A proof-of-concept tool that implements fact-checking for LLM outputs using a self-interrogation approach through prompt chaining. The system works by having an LLM generate an initial answer to a question, then self-examine the assumptions underlying that answer, systematically verify each assumption, and finally generate a corrected response incorporating the new information. This creates a four-step verification loop: initial response → assumption identification → assumption verification → corrected answer. The tool demonstrates how large language models can be prompted to catch and correct their own factual errors through structured self-questioning. While simple in implementation, it showcases an important technique for improving AI reliability by making models explicitly examine their reasoning process. The approach is particularly effective at catching obvious factual errors where the model has conflicting knowledge, as shown in the example where it correctly identifies that mammals don't lay eggs after initially claiming elephants lay the biggest eggs.
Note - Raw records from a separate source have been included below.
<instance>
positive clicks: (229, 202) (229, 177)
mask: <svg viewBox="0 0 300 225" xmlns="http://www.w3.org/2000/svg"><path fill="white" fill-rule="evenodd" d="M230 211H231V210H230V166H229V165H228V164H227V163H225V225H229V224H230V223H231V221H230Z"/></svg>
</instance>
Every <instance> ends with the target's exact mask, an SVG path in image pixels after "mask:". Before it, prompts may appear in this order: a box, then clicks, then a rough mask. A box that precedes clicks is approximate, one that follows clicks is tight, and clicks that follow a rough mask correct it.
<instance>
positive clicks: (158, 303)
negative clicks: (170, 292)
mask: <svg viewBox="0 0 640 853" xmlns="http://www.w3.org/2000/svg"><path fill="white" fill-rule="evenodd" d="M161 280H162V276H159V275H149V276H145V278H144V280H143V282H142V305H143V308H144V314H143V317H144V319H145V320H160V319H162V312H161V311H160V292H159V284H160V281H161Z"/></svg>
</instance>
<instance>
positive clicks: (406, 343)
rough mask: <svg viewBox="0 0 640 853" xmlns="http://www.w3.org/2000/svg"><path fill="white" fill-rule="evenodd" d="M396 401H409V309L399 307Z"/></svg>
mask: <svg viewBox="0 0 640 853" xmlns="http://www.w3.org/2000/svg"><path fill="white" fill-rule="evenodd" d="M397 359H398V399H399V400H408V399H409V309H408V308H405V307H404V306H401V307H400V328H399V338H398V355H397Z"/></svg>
As a research demonstration with 306 GitHub stars, it provides a clear foundation for understanding self-verification techniques in AI systems.

Pros

  • + Simple and elegant demonstration of LLM self-verification through structured prompt chaining
  • + Effectively catches factual errors by forcing explicit examination of underlying assumptions
  • + Lightweight implementation that can be easily understood and modified for research purposes

Cons

  • - Limited to proof-of-concept status rather than production-ready fact-checking solution
  • - Relies on the same LLM for both initial answers and verification, creating potential circular reasoning
  • - May not catch subtle factual errors or complex reasoning flaws that require external knowledge sources

Use Cases

Getting Started

1. Clone the repository and ensure Python 3 is installed on your system. 2. Run the fact-checker with your question: `python3 fact_checker.py 'your question here'` (remember to wrap questions in quotes). 3. Alternatively, open and run the provided `fact_checker.ipynb` Jupyter notebook for an interactive experience.